Constructive approaches to concentration inequalities with independent random variables
Celine Moucer, Adrien Taylor, Francis Bach

TL;DR
This paper introduces a convex optimization framework to derive and improve concentration inequalities for independent random variables, extending classical methods with new variational and polynomial techniques.
Contribution
It develops a systematic approach combining variational and sum-of-squares methods to extend and refine classical concentration inequalities for independent variables.
Findings
Refined Hoeffding's, Bennett's, and Bernstein's inequalities.
Extended the generalized problem of moments to independent variables.

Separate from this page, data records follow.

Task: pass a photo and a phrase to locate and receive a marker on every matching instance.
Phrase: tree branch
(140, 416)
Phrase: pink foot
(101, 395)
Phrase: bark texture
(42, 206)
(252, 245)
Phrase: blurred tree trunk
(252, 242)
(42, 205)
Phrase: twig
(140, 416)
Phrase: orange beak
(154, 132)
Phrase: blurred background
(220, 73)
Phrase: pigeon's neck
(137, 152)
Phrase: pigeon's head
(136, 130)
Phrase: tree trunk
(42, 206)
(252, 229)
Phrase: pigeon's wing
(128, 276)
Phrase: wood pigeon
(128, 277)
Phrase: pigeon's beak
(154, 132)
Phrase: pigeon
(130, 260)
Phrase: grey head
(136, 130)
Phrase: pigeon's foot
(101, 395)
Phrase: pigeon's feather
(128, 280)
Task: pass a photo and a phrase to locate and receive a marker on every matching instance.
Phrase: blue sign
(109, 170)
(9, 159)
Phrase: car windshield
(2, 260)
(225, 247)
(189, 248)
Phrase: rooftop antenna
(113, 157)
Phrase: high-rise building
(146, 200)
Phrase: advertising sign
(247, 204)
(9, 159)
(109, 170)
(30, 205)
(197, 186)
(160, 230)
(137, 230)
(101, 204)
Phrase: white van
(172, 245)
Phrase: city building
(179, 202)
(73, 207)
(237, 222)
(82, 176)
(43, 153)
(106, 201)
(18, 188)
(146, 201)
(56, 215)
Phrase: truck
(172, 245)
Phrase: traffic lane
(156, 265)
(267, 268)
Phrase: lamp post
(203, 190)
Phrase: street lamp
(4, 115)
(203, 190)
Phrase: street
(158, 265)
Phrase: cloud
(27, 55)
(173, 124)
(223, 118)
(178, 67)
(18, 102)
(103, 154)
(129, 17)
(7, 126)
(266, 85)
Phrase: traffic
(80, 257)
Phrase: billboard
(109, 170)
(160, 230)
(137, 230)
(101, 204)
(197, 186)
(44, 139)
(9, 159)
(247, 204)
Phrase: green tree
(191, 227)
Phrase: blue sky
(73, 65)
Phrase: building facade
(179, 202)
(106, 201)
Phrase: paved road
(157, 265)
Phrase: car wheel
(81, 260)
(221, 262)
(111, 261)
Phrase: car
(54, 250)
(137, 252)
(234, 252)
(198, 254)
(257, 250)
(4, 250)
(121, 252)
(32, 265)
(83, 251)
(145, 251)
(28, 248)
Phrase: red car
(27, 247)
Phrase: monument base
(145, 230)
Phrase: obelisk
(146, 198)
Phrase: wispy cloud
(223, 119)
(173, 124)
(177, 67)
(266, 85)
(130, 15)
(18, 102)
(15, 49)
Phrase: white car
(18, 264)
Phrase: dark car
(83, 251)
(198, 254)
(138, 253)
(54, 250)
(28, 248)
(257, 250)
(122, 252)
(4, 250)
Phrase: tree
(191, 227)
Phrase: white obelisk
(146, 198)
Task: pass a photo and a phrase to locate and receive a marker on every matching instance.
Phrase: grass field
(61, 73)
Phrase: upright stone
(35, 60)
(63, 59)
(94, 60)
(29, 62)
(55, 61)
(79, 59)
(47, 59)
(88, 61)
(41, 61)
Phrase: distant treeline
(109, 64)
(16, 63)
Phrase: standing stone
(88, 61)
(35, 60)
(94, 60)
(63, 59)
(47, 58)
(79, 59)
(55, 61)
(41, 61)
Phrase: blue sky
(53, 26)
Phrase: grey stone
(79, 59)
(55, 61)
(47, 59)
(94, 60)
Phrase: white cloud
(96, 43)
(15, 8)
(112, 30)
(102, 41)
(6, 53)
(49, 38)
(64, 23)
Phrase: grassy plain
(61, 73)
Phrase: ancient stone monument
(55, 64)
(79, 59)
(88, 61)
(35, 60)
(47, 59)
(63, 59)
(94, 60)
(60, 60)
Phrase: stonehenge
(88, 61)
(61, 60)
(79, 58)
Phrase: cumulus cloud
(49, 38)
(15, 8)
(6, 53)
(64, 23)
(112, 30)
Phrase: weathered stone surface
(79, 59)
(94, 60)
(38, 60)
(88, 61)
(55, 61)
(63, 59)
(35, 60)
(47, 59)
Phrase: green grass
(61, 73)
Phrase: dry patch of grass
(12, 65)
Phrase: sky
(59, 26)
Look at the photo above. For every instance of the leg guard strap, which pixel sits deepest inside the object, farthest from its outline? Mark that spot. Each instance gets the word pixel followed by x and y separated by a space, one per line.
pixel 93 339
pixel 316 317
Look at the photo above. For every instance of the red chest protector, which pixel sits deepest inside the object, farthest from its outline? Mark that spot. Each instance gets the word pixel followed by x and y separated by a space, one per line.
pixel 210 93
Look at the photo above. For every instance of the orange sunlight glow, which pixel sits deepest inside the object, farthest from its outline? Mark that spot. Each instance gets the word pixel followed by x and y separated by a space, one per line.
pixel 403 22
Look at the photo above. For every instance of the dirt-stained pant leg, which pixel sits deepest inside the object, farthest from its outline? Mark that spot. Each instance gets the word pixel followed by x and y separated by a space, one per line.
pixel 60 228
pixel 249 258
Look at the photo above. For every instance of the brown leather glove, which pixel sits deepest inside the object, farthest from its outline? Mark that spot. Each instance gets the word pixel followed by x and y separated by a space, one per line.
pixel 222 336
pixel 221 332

Provided improved worst-case guarantees for concentration bounds.
Abstract
Concentration inequalities, a major tool in probability theory, quantify how much a random variable deviates from a certain quantity. This paper proposes a systematic convex optimization approach to studying and generating concentration inequalities with independent random variables. Specifically, we extend the generalized problem of moments to independent random variables. We first introduce a variational approach that extends classical moment-generating functions, focusing particularly on first-order moment conditions. Second, we develop a polynomial approach, based on a hierarchy of sum-of-square approximations, to extend these techniques to higher-moment conditions. Building on these advancements, we refine Hoeffding's, Bennett's and Bernstein's inequalities, providing improved worst-case guarantees compared to existing results.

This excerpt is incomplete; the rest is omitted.